Most of us have far more resources at our disposal than did these individuals, no matter how unhappy our current predicament.  But we either fail to notice them or neglect to take advantage of them.  This sends a mixed message to the subconscious mind, and the result is confusion.  Over and over again in the Biblical accounts of his miracles, Jesus instructed people to take some action, however small.  Before feeding the five thousand, he told his disciples to have the crowd sit down in orderly fashion.  He had the blind man wash clay off his eyes.  The cripple at Bethesda was told to rise and take up his bed.  The woman who was healed by touching Jesus’s garment made a special effort to do so.

Two of the most heavily researched concepts in psychology are attention and expectancy.  To the surprise of no one in New Thought, results repeatedly show that what you give your attention to grows, and you get what you expect.  By taking action in the direction you desire to go, you demonstrate to your subconscious mind that you expect to get there.  Not to take action indicates a lack of belief.  Wishing and hoping aren’t enough; you must commit yourself and take whatever action is possible.  You need to demonstrate your faith by acting as if what you want has already come to pass.  Even though your knees are knocking and you are bedeviled by doubt, take action.  “Faith without works is dead” (James 2:26).

Motivational speaker and author Wayne Dyer tells a story about a woman whose mother had never let her ride a bicycle, fearing she would get hurt.  The woman developed a mental hang-up because she couldn’t ride a bicycle, and went to Dyer for counseling.  “Come on,” said Dyer, “I have an old bicycle in the garage.  I’ll help you learn to ride it.”  “Oh, no,” cried the woman, “I don’t want to learn to ride a bicycle; I just want to know why I can’t.”  “Well,” said Dyer, “that will take another three seconds.  The reason you can’t ride a bicycle is that you never got on one!”

People sometimes use the old adage “Let go and let God” as an excuse for not acting.  But there is a time to hold on and time to let go.  Letting go must come last, after you have done all you humanly can.  In a spiritual mind treatment, release is the last step.  And you have a new chance each moment.  Process New Thought, based on principles of contemporary physics and philosophy, teaches that our lives are a series of experiences, each lasting only a fraction of a second.  We are co-creators with God in each experience.  God supplies the initial aim; we supply the follow-through, the acceptance or rejection of that initial aim.  Acceptance enriches the background out of which the next experience arises, so things keep getting better and easier as we keep saying yes to God.

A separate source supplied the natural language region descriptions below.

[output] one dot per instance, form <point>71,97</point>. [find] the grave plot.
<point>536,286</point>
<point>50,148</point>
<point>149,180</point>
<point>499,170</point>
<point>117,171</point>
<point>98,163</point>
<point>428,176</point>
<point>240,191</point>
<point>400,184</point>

Why do we often fail to act?  We are afraid of failing, of being disappointed or humiliated.  We are intellectually convinced that God is good and that this is a universe of abundance, but our faith is part-time faith.  We worriedly wring our hands and hope for a miracle, but as the Christmas song says, “Even a miracle needs a hand.”  Better to be like Dolly Gallagher-Levi in Hello, Dolly and put your hand in here and there.

Unity minister Martha Guidici tells of a woman of limited means who loved to travel around the world and had done so several times.  Whenever she wanted to travel around the world, she would put on a special round-the-world dress that she had, and sure enough, someone would invite her to take a trip around the world.  Guidici also suggests that if you’re trying to rent a room, vacuum the rug and get the room ready for the roomer.  If you pray for rain, take your umbrella when you go out.  Reinforce your own expectancy by demonstrating quiet confidence, which has been described as “going after Moby Dick with a harpoon in one hand and a jar of tartar sauce in the other.”

So make sure that your inner and outer states are congruent.  Act as if you already have what you desire.  As Dorothea Brandt puts it, “Act as if it were impossible to fail.”  When you pray, move your feet, as the Quakers say.  And as Jesus said, “What things soever ye desire, when ye pray, believe that ye receive them, and ye shall have them” (Mark 11:24).